AVOCADO AND ORANGE SALAD



Avocado and Orange Salad image

This is one of my favourite salads. I mainly like to make it up in Asian soup spoons so you have little mouthful serves as hors d'ouvres. Oranges and dressing can be prepared in advance. Walnuts can be used if preferred.

Provided by auntchelle

Categories     Oranges

Time 25m

Yield 4 serving(s)

Number Of Ingredients 8

2 oranges
2 ripe avocados
2 tablespoons lemon juice
50 g pecan halves
2 tablespoons unsweetened orange juice
1 teaspoon lemon juice
4 tablespoons sunflower oil
salt & freshly ground black pepper

Steps:

  • Segment the oranges by slicing off the tops and bottoms. Work around the orange using a sharp knife to cut downwards, to remove the peel and pith. Once peeled, hold in one hand and carefully cut between membranes to remove the segments. (If possible collect the juices for the dressing.).
  • Cut avocados in halves and remove stones. Remove skin and then slice avocado. Use lemon juice to coat avocado to prevent browning.
  • Arrange the orange and avocado on small plates, as desired, decorating with the pecans. Drizzle with the dressing.
  • Dressing: combine all dressing ingredients in a screw top jar. Shake to combine. Season to taste with salt and freshly ground black pepper.

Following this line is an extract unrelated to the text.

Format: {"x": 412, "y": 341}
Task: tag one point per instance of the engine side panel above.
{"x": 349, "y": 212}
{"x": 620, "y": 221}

Nutrition Facts : Calories 403.8, Fat 37.4, SaturatedFat 4.7, Sodium 7.2, Carbohydrate 19.5, Fiber 9.6, Sugar 8.1, Protein 3.9

Tips:

  • Choose ripe avocados: The avocados should be slightly soft to the touch, with no bruises or blemishes. You can also check the color of the stem; it should be green or brown, not black.
  • Use fresh oranges: The oranges should be heavy for their size and have a bright color. Avoid oranges that are bruised or have soft spots.
  • Prepare the ingredients properly: Make sure to remove the pits from the avocados and oranges, and to peel and cut the oranges into segments. Also, chop the onion and cilantro finely.
  • Use a food processor to make the dressing: This will help to emulsify the dressing and make it smooth and creamy. If you don't have a food processor, you can whisk the ingredients together in a bowl.
  • Season the salad to taste: Add salt and pepper to taste, and adjust the amount of dressing as desired.

Conclusion:

Avocado, orange, and jicama salad is a refreshing and healthy salad that is perfect for a summer meal. It is packed with nutrients, including vitamins A, C, and E, and potassium. The salad is also a good source of fiber and monounsaturated fats. If you are looking for a delicious and healthy salad to add to your next meal, this is the one for you.